Compression error (Re: rsync hangs during transfer)

Matt McCutchen matt at mattmccutchen.net
Sun Dec 13 21:47:23 MST 2009


On Fri, 2009-12-11 at 08:58 +0100, Dimitar Dimitrov wrote:
> I am running the following rsync command to synchronize directories
> between two servers: 
> rsync -axvz --delete-after -e ssh /SRCDIR/ blabla at DEST:/DESTDIR
> 
> The transfer starts and after a short while it appears to hang after
> some files have been transferred. The process establishes connection
> on both sides so I did an strace from the remote machine (using the
> rsync-debug script as described in the troubleshooting procedures).
> The strace output is here
> http://www.adrive.com/public/142cbf351c4b73a47c6e54ec3302b856041957d612ca68f440d16eccf950225c.html 
> 
> rsync --version on both machines shows 'rsync  version 2.6.9  protocol
> version 29' and both machines are running Debian.
> 
> I would appreciate some ideas on where to look next.

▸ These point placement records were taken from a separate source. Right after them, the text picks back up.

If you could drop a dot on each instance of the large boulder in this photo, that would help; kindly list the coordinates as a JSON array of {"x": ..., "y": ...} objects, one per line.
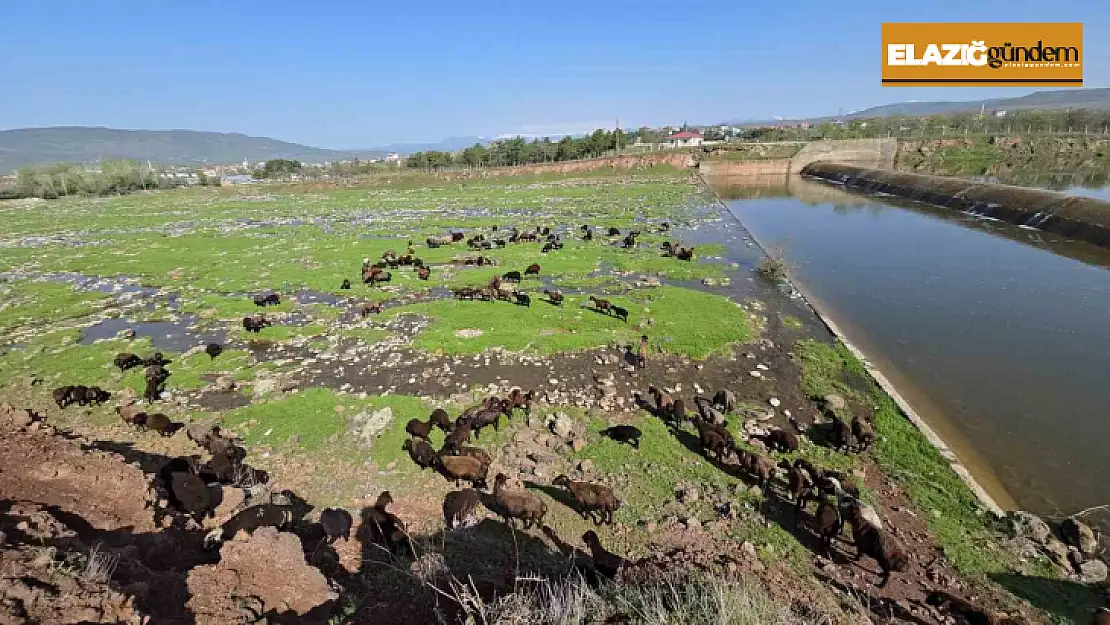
[
  {"x": 1078, "y": 534},
  {"x": 261, "y": 574}
]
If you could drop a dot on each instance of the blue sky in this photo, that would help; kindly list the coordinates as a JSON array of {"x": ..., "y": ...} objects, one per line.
[{"x": 355, "y": 73}]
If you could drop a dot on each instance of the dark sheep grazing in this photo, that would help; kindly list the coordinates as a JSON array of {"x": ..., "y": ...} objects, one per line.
[
  {"x": 514, "y": 505},
  {"x": 127, "y": 361},
  {"x": 461, "y": 469},
  {"x": 591, "y": 499},
  {"x": 460, "y": 507},
  {"x": 725, "y": 400},
  {"x": 619, "y": 313},
  {"x": 606, "y": 563},
  {"x": 875, "y": 542},
  {"x": 254, "y": 323},
  {"x": 265, "y": 515},
  {"x": 781, "y": 441},
  {"x": 863, "y": 432},
  {"x": 336, "y": 524},
  {"x": 624, "y": 434}
]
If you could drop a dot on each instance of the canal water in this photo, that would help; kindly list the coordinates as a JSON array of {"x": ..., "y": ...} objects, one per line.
[{"x": 998, "y": 335}]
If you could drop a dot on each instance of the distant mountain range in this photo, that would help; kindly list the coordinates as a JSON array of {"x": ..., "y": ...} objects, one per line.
[{"x": 1059, "y": 99}]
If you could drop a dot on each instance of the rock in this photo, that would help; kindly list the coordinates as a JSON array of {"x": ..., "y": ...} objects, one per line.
[
  {"x": 1093, "y": 571},
  {"x": 834, "y": 402},
  {"x": 269, "y": 567},
  {"x": 561, "y": 424},
  {"x": 1078, "y": 534},
  {"x": 1030, "y": 526}
]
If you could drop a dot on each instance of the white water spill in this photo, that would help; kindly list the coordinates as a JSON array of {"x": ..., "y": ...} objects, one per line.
[{"x": 1002, "y": 331}]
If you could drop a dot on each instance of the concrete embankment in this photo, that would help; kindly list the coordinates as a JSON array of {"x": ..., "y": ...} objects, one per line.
[{"x": 1083, "y": 219}]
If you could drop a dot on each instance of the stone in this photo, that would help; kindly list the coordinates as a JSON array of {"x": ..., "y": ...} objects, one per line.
[
  {"x": 561, "y": 424},
  {"x": 1078, "y": 534},
  {"x": 1030, "y": 526},
  {"x": 1093, "y": 571},
  {"x": 834, "y": 402}
]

I don't know about the hang.  I see rsync working for a few minutes and
then exiting when the receiver encounters an error:

write(1, "\34\0\0\10inflate (token) returned -5\n", 32) = 32

This is the "compression error" that has occasionally come up before:

http://lists.samba.org/archive/rsync/2004-December/011119.html
http://lists.samba.org/archive/rsync/2006-May/015621.html
http://lists.samba.org/archive/rsync/2008-September/021668.html
http://bugs.debian.org/cgi-bin/bugreport.cgi?bug=528730

And after some study, I think I figured out why it is happening.  The
error message comes from "see_deflate_token" in token.c, and the code -5
is Z_BUF_ERROR, meaning that the inflate call didn't make progress.  But
a CHUNK_SIZE output buffer is always provided, and input is provided
unless len == 0 at the start of the loop.  If len == 0, the loop would
have exited unless the previous "inflate" filled the output buffer, in
which case we want to call it again to obtain any remaining output.  But
if the data block was exactly CHUNK_SIZE (32816), it would fill the
output buffer with nothing remaining, and the next call to "inflate"
would return Z_BUF_ERROR.

This case is in fact mentioned in the zlib FAQ
(http://www.zlib.net/zlib_faq.html#faq05): "A Z_BUF_ERROR may in fact be
unavoidable depending on how the functions are used, since it is not
possible to tell whether or not there is more output pending when
strm.avail_out returns with zero."

The block size is indeed 32816, as one can see in the second 32-bit
field of the sum head.  The sum head is shown in the following line
after two 6-byte itemizations:

[pid  5213] write(1, "\252\26\0\0\10\0\262\26\0\0\f\2002\200\0\0000\200\0\0\3"..., 4092) = 4092

Here's a simple script to reproduce the problem:

#!/bin/bash
head -c 32816 /dev/zero >srcfile
cp srcfile destfile
rsync -I -z --no-whole-file --block-size=32816 srcfile destfile

So, we need to do something to "see_deflate_token".  It would probably
work to ignore the Z_BUF_ERROR and let the loop exit because the output
buffer wasn't filled.

It seems inconsistent that the sender uses Z_INSERT_ONLY while the
receiver uses this hack of synthesizing part of the compressed stream.
(Previously, I had imagined Z_INSERT_ONLY worked on both sides.)